Dentro da mansão, todos pareciam achar normal o facto de Zhao ladrar ordens a toda a hora. Com a estatura de uma adolescente de 15 anos, mas a autoridade de um general, ninguém a questionou ou protestou quando Zhao ordenou a Gabriel que desfizesse os nós das luzes de Natal ou que Ada fosse enviada para a rua para colocar coroas de azevinho nas portas.

– Então, explica lá como funciona a tradição de natal em Venator – pedi. Estava sentada com Marion a fazer – e comer – grinaldas de pipocas. Ela atirou uma pipoca no ar e tentou apanhá-la, mas esta caiu-lhe no rosto e por conseguinte no sofá. Sem demoras, Marion apanhou-a e comeu-a. Os seus olhos verdes cintilavam de alegria.
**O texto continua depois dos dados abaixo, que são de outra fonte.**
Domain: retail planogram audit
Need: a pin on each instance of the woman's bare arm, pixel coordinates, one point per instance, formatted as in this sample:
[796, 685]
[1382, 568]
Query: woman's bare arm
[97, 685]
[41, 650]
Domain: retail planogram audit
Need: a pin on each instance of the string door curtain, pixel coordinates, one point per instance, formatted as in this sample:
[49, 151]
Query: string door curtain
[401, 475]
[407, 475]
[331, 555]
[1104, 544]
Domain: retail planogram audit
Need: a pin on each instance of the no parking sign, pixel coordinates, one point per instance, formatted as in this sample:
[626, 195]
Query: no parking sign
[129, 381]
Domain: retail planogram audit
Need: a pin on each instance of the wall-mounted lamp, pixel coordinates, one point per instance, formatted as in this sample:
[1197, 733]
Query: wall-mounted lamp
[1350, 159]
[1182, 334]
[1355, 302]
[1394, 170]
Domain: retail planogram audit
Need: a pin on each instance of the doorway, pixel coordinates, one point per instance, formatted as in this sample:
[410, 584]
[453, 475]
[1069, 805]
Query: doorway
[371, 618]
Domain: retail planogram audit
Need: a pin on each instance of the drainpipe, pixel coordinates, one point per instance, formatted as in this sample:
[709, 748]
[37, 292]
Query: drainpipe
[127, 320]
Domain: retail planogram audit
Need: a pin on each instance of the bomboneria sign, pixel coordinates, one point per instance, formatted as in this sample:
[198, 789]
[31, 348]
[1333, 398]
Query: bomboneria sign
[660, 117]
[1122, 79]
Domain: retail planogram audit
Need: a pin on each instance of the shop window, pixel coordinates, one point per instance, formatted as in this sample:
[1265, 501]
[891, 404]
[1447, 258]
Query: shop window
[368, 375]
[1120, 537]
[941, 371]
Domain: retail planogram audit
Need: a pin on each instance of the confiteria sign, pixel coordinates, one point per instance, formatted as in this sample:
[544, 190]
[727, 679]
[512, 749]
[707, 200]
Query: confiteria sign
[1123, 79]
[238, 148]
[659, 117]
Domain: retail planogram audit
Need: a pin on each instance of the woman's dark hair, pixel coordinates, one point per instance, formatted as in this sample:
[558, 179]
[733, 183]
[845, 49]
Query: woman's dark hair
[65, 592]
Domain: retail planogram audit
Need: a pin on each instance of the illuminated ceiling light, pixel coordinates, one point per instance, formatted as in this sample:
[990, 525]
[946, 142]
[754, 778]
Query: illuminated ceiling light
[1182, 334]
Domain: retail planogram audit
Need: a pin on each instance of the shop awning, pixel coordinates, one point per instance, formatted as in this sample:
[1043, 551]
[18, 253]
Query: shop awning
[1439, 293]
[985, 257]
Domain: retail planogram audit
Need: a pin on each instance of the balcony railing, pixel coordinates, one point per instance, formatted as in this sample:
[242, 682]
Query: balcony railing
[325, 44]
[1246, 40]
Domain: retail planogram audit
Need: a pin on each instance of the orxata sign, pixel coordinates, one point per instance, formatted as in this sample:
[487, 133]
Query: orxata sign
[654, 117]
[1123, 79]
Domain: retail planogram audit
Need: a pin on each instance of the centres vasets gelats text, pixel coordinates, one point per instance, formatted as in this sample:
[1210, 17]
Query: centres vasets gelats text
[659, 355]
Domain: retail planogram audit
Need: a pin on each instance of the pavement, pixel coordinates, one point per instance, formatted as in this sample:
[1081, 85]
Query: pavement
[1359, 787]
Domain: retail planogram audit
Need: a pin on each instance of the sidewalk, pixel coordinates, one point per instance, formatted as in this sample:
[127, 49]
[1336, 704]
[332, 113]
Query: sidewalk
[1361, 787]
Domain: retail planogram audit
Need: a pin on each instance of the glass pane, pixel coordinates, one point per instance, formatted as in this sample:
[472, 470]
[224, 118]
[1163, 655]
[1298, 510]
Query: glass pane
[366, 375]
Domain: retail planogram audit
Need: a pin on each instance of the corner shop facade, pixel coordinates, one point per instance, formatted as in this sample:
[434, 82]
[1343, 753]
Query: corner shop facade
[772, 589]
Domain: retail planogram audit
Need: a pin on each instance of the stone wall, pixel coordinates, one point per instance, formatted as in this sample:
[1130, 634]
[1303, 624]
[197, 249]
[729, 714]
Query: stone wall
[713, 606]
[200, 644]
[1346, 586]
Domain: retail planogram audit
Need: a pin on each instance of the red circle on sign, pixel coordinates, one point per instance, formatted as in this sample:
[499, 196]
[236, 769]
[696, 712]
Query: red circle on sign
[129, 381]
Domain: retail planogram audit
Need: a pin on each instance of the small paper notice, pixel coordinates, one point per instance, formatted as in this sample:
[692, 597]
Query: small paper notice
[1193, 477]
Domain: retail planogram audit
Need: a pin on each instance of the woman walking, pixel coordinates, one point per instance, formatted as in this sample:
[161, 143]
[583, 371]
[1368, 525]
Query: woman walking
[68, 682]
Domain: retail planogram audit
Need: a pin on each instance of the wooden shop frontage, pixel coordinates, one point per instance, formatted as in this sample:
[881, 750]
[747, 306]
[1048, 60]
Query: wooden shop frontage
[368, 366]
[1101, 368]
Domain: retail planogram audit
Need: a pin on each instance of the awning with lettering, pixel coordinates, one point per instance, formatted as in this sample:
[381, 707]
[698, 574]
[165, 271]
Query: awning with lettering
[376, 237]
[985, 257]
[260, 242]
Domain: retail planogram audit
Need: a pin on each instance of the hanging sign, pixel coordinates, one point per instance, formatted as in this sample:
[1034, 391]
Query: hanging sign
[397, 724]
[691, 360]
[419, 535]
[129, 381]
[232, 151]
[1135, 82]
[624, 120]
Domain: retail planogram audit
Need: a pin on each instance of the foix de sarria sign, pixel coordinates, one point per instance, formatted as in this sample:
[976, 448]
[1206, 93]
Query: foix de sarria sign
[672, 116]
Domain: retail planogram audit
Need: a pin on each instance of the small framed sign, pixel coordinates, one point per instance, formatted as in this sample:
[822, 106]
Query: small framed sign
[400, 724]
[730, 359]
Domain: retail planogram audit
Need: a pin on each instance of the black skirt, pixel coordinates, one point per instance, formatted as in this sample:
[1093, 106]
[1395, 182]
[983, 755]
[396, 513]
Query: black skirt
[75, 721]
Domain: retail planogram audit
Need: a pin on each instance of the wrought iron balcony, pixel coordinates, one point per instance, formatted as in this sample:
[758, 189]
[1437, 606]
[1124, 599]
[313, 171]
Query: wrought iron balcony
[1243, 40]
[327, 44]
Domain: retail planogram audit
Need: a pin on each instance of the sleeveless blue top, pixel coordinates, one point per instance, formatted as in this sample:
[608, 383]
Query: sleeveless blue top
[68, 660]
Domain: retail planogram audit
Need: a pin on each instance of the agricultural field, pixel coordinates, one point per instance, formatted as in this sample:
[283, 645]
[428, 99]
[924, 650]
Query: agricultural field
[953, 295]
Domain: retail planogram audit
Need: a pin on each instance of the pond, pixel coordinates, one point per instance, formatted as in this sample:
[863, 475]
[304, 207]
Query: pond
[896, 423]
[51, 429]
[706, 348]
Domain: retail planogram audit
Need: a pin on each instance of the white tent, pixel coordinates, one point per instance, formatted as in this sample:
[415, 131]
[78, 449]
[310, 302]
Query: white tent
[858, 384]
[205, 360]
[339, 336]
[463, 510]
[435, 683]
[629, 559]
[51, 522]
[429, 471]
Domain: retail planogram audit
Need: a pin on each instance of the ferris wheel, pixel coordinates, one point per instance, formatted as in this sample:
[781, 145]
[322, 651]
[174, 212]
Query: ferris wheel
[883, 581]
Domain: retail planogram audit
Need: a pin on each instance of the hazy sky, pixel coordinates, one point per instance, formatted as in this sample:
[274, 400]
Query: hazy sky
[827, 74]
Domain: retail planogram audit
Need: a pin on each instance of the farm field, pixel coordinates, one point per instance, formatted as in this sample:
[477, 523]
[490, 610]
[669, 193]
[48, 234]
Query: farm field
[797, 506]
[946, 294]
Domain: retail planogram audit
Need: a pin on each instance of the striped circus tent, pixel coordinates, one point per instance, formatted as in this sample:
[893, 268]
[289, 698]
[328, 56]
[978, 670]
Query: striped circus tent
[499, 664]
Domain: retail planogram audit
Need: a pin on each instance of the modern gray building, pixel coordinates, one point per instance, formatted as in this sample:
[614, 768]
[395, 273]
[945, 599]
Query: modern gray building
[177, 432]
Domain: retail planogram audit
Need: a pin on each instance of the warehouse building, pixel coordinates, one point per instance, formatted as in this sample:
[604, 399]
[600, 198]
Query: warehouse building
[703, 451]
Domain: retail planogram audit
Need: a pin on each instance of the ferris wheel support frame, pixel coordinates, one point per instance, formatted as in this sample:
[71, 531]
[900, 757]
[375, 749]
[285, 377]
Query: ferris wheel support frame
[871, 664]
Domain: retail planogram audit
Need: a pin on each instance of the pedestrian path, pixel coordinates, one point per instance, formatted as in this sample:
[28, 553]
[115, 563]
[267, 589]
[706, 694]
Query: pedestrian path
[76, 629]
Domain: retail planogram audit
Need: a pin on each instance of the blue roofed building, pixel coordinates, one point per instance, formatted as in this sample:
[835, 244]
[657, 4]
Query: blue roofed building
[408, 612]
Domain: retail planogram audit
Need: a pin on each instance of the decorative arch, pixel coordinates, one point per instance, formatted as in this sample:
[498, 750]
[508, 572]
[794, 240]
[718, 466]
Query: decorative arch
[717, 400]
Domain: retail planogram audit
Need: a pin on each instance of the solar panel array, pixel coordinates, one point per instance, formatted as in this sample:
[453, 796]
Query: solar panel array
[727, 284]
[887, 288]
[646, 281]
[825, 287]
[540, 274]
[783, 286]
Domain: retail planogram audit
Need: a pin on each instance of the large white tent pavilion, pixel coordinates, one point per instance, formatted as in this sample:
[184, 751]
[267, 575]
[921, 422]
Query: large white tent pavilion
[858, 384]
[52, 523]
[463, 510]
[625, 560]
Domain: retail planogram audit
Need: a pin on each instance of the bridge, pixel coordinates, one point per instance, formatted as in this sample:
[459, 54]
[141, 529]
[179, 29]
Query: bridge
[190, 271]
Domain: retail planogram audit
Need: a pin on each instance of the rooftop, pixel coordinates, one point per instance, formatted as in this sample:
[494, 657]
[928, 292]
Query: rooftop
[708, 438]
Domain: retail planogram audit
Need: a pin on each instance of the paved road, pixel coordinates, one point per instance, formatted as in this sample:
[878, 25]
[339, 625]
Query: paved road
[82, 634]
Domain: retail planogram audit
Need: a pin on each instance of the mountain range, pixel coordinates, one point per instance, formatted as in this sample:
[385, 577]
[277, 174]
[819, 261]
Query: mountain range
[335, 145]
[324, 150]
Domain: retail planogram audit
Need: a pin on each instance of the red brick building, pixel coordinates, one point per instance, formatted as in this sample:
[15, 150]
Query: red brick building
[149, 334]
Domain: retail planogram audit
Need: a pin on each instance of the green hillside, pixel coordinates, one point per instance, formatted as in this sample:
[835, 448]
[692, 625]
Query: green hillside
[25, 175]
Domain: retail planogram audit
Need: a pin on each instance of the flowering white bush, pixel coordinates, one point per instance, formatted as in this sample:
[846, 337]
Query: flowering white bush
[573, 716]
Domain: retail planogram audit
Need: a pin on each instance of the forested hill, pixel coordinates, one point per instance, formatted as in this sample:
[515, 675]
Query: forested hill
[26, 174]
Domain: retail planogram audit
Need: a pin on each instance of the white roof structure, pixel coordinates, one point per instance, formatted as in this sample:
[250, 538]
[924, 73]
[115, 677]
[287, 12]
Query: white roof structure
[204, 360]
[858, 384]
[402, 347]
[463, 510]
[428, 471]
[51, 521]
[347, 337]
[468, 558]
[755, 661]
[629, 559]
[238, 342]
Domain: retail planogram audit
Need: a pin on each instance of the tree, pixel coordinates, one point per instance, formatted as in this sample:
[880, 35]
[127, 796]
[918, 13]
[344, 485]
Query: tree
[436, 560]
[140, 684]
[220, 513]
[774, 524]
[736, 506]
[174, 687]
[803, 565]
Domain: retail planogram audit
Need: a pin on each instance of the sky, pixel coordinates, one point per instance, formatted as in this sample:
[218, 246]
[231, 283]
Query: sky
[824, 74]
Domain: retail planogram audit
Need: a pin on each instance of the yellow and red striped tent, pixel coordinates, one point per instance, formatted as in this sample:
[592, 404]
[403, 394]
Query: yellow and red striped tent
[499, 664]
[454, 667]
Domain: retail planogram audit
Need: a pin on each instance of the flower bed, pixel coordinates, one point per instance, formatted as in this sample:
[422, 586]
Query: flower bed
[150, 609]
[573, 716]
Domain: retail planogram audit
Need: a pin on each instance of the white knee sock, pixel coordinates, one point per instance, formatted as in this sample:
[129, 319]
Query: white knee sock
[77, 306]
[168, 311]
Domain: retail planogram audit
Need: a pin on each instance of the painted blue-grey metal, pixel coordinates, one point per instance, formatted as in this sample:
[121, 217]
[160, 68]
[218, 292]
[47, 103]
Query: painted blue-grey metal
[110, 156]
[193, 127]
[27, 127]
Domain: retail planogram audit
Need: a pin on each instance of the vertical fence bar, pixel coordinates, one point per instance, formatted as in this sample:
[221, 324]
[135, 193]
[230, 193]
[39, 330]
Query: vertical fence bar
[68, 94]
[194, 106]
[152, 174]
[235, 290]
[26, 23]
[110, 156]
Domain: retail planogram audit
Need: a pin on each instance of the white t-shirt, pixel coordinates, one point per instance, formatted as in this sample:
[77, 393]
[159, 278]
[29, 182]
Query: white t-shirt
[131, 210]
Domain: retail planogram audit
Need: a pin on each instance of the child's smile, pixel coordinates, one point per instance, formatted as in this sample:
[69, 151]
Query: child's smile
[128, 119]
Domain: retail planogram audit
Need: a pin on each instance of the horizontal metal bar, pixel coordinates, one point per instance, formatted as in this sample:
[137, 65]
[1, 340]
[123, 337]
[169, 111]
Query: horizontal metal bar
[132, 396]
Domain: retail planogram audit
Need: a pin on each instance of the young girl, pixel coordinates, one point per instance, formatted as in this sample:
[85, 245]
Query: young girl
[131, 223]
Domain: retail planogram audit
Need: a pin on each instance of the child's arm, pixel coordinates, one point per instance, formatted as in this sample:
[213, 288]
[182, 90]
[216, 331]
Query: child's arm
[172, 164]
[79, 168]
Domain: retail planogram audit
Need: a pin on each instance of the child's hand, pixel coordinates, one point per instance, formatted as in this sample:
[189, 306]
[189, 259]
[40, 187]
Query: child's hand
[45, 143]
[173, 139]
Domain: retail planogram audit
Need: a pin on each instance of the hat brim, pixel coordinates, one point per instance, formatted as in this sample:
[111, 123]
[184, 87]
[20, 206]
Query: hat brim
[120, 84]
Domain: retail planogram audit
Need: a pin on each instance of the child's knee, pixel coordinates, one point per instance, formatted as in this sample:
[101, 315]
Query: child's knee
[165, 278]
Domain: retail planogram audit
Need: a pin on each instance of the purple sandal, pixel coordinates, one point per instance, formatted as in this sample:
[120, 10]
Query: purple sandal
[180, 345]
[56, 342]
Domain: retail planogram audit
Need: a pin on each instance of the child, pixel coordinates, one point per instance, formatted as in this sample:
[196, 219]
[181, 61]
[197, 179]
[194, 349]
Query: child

– É simples – disse. – Todos os anos, Zhao obriga-nos a pôr músicas de Natal e a decorar a casa inteira todos juntos.

– Todos? Até mesmo Liam?

Liam Kestner era um dos venatori, caçadores pertencentes a Diabolus Venator, mais antigos da mansão, mas também dos mais reclusos. Preferia viver afastado dos outros, num celeiro no jardim, e só aparecia para alguns treinos em conjunto e quando era obrigado a partir em missão. Nolan, o líder de Venator, nunca nos deixava caçar sobrenaturais sozinhos.

– Até mesmo Electra, se tiver o infortúnio de estar presente. Mas todos menos o Kestner. Zhao pode ser persuasivamente assustadora, mas ela ainda tem mais medo dele que ele dela.

Acredito que sim, pensei. Liam conseguia ser bastante intimidante quando queria.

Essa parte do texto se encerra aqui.